From FTC regs pages 20-21. Note italics/underlined parts
II. Background
Both the FTC and the U.S. Customs Service have responsibilities related to the use of country-of-origin claims. While the FTC regulates claims of U.S. origin under its general authority to act against deceptive acts and practices, foreign-origin markings on products (e.g., “Made in Japan”) are regulated primarily by the U.S. Customs Service (“Customs” or “the Customs Service”) under the Tariff Act of 1930. Specifically, Section 304 of the Tariff Act, 19 U.S.C. § 1304, administered by the Secretary of the Treasury and the Customs Service, requires that all products of foreign origin imported into the United States be marked with the name of a foreign country of origin.

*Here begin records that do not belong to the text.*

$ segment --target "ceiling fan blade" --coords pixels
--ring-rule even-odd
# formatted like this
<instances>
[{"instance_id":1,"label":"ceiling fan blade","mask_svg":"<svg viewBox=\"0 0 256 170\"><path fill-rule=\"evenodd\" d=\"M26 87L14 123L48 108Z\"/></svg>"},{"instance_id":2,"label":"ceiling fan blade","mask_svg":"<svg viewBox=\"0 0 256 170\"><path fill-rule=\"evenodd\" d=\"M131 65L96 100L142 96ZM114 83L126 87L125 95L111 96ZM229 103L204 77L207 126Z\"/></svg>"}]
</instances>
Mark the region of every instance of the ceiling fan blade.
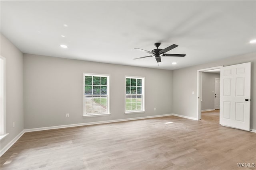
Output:
<instances>
[{"instance_id":1,"label":"ceiling fan blade","mask_svg":"<svg viewBox=\"0 0 256 170\"><path fill-rule=\"evenodd\" d=\"M173 44L172 45L170 45L168 47L166 47L164 49L163 49L162 50L161 50L160 51L159 51L159 53L165 53L167 51L170 51L170 50L177 47L178 46L178 45L176 45L176 44Z\"/></svg>"},{"instance_id":2,"label":"ceiling fan blade","mask_svg":"<svg viewBox=\"0 0 256 170\"><path fill-rule=\"evenodd\" d=\"M137 60L137 59L143 59L143 58L146 58L146 57L153 57L152 55L149 55L148 56L145 56L145 57L139 57L139 58L136 58L136 59L133 59L133 60Z\"/></svg>"},{"instance_id":3,"label":"ceiling fan blade","mask_svg":"<svg viewBox=\"0 0 256 170\"><path fill-rule=\"evenodd\" d=\"M138 48L135 48L134 49L135 49L136 50L139 50L140 51L141 51L145 52L146 52L147 53L149 53L149 54L152 54L152 52L151 52L151 51L146 51L146 50L144 50L143 49L139 49Z\"/></svg>"},{"instance_id":4,"label":"ceiling fan blade","mask_svg":"<svg viewBox=\"0 0 256 170\"><path fill-rule=\"evenodd\" d=\"M163 56L167 57L185 57L186 54L164 54Z\"/></svg>"}]
</instances>

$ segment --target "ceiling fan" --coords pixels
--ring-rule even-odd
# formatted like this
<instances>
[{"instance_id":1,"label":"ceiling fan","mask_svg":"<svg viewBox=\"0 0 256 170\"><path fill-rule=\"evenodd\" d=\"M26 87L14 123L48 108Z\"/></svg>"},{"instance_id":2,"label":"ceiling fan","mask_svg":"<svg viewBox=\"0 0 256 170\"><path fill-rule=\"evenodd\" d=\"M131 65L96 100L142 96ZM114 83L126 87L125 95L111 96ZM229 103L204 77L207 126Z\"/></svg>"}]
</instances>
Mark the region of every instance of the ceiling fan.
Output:
<instances>
[{"instance_id":1,"label":"ceiling fan","mask_svg":"<svg viewBox=\"0 0 256 170\"><path fill-rule=\"evenodd\" d=\"M165 54L165 53L167 51L169 51L170 50L174 49L178 46L178 45L176 44L173 44L172 45L170 45L165 48L164 49L158 49L158 47L160 45L161 43L155 43L154 45L156 47L156 49L154 49L152 50L151 51L149 51L146 50L143 50L142 49L136 48L134 49L142 51L145 52L149 54L150 54L151 55L148 55L148 56L136 58L136 59L133 59L134 60L137 60L137 59L143 59L143 58L149 57L150 57L155 56L156 60L157 63L161 62L161 57L163 56L165 57L185 57L186 54Z\"/></svg>"}]
</instances>

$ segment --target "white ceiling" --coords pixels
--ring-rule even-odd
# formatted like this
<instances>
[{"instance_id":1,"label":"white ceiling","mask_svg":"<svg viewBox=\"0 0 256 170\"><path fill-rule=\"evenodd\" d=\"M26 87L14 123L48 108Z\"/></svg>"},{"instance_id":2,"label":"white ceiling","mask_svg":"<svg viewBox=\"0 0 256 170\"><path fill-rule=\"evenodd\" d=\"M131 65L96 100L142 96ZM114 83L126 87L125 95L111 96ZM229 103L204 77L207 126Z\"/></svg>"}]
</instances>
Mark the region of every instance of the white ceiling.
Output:
<instances>
[{"instance_id":1,"label":"white ceiling","mask_svg":"<svg viewBox=\"0 0 256 170\"><path fill-rule=\"evenodd\" d=\"M174 70L256 51L249 43L256 39L255 1L0 3L1 31L24 53ZM148 55L134 48L151 51L156 42L163 49L177 44L167 53L186 56L163 57L159 66L154 57L132 60Z\"/></svg>"}]
</instances>

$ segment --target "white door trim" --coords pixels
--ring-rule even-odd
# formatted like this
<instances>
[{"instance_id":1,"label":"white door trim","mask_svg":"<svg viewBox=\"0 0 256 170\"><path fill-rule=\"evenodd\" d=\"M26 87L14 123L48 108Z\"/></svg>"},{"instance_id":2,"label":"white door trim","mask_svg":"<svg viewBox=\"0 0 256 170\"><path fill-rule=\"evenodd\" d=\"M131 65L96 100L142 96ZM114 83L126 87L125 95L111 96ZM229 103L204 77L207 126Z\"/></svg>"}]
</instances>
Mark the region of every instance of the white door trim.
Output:
<instances>
[{"instance_id":1,"label":"white door trim","mask_svg":"<svg viewBox=\"0 0 256 170\"><path fill-rule=\"evenodd\" d=\"M197 102L196 107L196 120L199 120L201 119L201 112L202 111L202 71L207 71L211 70L214 70L216 69L220 68L223 66L217 66L214 67L210 67L208 68L204 68L197 70Z\"/></svg>"},{"instance_id":2,"label":"white door trim","mask_svg":"<svg viewBox=\"0 0 256 170\"><path fill-rule=\"evenodd\" d=\"M219 85L218 86L216 85L216 81L217 81L217 80L219 80L218 82L219 82L219 83L220 83L220 78L215 78L214 79L214 81L215 81L215 82L214 82L214 94L215 94L215 95L214 95L214 109L220 109L220 84L219 84ZM216 92L216 88L218 88L218 89L218 89L218 92ZM217 90L218 90L218 89L217 89ZM218 90L217 90L217 91L218 91ZM215 96L216 96L216 94L218 94L218 98L219 98L219 102L218 102L218 104L218 104L218 106L219 106L219 107L216 107L216 104L217 102L216 102L216 98L215 97ZM216 107L218 107L218 108L216 108Z\"/></svg>"}]
</instances>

Where an imported product incorporates materials and/or processing from more than one country, Customs considers the country of origin to be the last country in which a “substantial transformation” took place. A substantial transformation is a manufacturing or other process that results in a new and different article of commerce, having a new name, character and use that is different from that which existed prior to the processing. Country-of-origin determinations using the substantial transformation test are made on a case-by-case basis through administrative determinations by the Customs Service.
The FTC also has jurisdiction over foreign origin claims in packaging insofar as they go beyond the disclosures required by the Customs Service (e.g., claims that supplement a required foreign origin marking, so as to represent where additional processing or finishing of a product occurred). In addition, the Commission has jurisdiction over foreign-origin claims in advertising, which the U.S. Customs Service does not regulate.

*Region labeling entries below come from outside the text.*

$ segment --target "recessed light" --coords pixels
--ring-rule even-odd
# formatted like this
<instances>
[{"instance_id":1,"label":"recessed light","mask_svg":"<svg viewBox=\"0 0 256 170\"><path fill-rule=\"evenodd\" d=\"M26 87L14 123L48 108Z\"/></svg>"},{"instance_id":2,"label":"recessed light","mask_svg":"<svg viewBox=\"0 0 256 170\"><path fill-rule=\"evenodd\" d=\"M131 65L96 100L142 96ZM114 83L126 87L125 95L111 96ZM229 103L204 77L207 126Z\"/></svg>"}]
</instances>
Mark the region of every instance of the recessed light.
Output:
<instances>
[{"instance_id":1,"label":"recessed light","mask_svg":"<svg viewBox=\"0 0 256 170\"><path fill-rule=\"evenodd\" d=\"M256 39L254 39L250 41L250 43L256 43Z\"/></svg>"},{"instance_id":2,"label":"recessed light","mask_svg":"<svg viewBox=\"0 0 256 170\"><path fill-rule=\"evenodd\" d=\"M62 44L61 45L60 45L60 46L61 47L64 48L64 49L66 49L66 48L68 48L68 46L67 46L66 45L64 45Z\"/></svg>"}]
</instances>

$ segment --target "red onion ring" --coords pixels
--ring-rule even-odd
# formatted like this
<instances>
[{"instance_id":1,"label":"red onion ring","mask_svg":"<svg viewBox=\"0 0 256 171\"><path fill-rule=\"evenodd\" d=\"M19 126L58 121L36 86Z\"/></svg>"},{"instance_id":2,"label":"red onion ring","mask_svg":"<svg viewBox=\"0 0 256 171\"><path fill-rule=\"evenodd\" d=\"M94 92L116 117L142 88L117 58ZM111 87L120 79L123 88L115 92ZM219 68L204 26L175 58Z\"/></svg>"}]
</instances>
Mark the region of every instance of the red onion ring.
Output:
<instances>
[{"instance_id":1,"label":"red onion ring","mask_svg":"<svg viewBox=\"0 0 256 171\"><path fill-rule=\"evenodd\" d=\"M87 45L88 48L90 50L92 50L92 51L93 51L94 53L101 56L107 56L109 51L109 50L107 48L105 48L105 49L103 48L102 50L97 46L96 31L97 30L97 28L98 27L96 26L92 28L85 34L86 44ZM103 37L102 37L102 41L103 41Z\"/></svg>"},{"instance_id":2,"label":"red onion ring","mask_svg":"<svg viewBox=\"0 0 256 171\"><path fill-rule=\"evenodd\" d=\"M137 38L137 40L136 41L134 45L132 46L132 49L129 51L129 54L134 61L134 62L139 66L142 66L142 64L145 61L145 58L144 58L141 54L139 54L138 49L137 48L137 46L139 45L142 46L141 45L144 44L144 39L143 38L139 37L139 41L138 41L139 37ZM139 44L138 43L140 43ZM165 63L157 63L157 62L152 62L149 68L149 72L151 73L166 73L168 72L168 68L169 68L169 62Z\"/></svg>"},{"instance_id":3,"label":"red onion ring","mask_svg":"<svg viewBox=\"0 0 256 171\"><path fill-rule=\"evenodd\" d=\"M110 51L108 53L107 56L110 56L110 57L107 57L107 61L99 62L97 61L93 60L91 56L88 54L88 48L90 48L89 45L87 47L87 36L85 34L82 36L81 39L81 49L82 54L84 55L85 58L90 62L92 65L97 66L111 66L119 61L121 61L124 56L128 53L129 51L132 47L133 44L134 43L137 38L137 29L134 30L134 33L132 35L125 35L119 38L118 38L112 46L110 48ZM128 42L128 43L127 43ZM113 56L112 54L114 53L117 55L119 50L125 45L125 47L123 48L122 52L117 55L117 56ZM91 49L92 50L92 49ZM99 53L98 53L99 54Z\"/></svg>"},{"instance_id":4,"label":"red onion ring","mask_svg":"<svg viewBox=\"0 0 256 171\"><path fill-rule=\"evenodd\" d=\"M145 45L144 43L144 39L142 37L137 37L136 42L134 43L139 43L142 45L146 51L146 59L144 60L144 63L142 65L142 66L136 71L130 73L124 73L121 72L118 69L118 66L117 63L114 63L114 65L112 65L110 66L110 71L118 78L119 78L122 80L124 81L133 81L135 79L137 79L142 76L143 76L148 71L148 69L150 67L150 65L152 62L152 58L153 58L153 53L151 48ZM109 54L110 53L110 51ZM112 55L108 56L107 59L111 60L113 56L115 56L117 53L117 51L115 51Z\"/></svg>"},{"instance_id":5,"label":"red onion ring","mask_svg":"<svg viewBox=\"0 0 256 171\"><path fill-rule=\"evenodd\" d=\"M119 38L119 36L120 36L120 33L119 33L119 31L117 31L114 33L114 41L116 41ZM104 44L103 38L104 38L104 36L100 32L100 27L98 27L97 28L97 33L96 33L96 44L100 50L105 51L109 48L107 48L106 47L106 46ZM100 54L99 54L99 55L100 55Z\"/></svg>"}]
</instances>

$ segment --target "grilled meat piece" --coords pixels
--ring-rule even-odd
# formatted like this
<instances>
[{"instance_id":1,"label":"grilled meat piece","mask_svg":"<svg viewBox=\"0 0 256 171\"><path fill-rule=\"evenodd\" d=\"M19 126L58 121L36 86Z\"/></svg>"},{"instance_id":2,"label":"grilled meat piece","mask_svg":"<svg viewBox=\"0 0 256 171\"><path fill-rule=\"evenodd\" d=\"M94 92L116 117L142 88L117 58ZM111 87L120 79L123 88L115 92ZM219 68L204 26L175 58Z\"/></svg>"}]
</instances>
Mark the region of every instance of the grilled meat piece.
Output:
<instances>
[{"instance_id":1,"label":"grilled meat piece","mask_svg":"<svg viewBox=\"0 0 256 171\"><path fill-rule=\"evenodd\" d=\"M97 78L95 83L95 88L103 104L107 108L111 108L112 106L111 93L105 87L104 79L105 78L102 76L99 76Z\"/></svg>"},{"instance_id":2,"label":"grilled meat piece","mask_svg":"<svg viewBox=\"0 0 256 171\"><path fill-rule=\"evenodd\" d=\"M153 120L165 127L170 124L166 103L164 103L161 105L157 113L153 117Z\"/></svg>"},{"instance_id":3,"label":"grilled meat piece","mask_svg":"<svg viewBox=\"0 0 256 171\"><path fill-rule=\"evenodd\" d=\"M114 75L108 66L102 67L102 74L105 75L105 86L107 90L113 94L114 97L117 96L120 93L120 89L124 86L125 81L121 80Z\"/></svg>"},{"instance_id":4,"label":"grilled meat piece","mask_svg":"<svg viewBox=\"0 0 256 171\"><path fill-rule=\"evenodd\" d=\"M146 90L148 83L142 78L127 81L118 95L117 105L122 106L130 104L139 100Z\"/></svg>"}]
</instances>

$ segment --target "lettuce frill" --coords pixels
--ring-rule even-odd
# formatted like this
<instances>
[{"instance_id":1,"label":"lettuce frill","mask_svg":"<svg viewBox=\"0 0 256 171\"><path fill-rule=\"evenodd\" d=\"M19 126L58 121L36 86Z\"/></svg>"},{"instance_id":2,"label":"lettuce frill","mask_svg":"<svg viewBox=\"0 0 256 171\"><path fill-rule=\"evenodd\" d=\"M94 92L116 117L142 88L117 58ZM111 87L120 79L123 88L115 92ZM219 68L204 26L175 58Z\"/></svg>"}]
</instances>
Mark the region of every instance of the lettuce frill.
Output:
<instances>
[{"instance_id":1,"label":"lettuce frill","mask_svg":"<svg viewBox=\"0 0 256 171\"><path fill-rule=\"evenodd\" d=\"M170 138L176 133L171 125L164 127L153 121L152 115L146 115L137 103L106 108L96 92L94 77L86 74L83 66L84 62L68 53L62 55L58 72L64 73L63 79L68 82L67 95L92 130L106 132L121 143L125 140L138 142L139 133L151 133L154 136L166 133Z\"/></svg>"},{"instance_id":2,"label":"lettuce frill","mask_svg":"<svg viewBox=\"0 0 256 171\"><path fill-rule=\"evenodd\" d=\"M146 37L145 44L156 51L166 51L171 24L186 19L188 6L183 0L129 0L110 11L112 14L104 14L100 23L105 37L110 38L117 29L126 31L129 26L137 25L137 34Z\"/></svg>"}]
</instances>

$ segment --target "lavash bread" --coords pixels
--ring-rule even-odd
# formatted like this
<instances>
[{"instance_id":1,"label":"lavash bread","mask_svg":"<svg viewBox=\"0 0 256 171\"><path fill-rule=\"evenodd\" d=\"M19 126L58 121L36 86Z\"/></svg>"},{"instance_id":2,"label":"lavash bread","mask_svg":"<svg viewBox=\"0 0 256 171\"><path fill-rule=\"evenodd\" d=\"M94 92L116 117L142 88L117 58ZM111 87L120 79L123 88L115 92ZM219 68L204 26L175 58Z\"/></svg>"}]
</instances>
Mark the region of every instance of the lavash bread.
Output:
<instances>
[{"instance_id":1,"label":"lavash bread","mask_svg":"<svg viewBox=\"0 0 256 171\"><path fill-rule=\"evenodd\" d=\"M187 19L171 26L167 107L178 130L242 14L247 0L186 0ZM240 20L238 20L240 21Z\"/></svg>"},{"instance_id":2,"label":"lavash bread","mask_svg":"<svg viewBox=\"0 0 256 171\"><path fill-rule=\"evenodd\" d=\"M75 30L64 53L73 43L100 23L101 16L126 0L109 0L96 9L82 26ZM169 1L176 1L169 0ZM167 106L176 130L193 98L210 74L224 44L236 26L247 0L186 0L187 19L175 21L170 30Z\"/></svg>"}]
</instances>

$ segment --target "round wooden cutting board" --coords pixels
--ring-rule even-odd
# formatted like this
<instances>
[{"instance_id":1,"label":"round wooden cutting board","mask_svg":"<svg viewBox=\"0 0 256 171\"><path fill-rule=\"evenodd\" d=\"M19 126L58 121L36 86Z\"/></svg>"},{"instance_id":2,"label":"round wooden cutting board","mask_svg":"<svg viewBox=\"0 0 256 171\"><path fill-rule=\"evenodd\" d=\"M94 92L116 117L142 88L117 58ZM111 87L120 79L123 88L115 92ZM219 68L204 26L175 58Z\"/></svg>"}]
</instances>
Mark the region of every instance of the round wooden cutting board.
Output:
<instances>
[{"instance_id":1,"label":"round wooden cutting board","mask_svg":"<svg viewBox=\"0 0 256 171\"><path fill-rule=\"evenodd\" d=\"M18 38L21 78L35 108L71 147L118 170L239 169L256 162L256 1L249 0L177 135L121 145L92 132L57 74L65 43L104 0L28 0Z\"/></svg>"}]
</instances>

Where Customs determines that a good is not of foreign origin (i.e., the good undergoes its last substantial transformation in the United States), there is generally no requirement that it be marked with any country of origin. For most goods, neither the Customs Service nor the FTC requires that goods made partially or wholly in the United States be labeled with Made in USA or any other indication of U.S. origin. The fact that a product is not required to be marked with a foreign country of origin does not mean that it is permissible to promote that product as Made in USA. The FTC will consider additional factors, beyond those considered by the Customs Service in determining whether a product is of foreign origin, in determining whether a product may properly be represented as Made in USA.
This statement is intended to address only those issues related to U.S. origin claims. In developing appropriate country-of origin labeling for their products, marketers are urged also to consult the U.S. Customs Service’s marking regulations.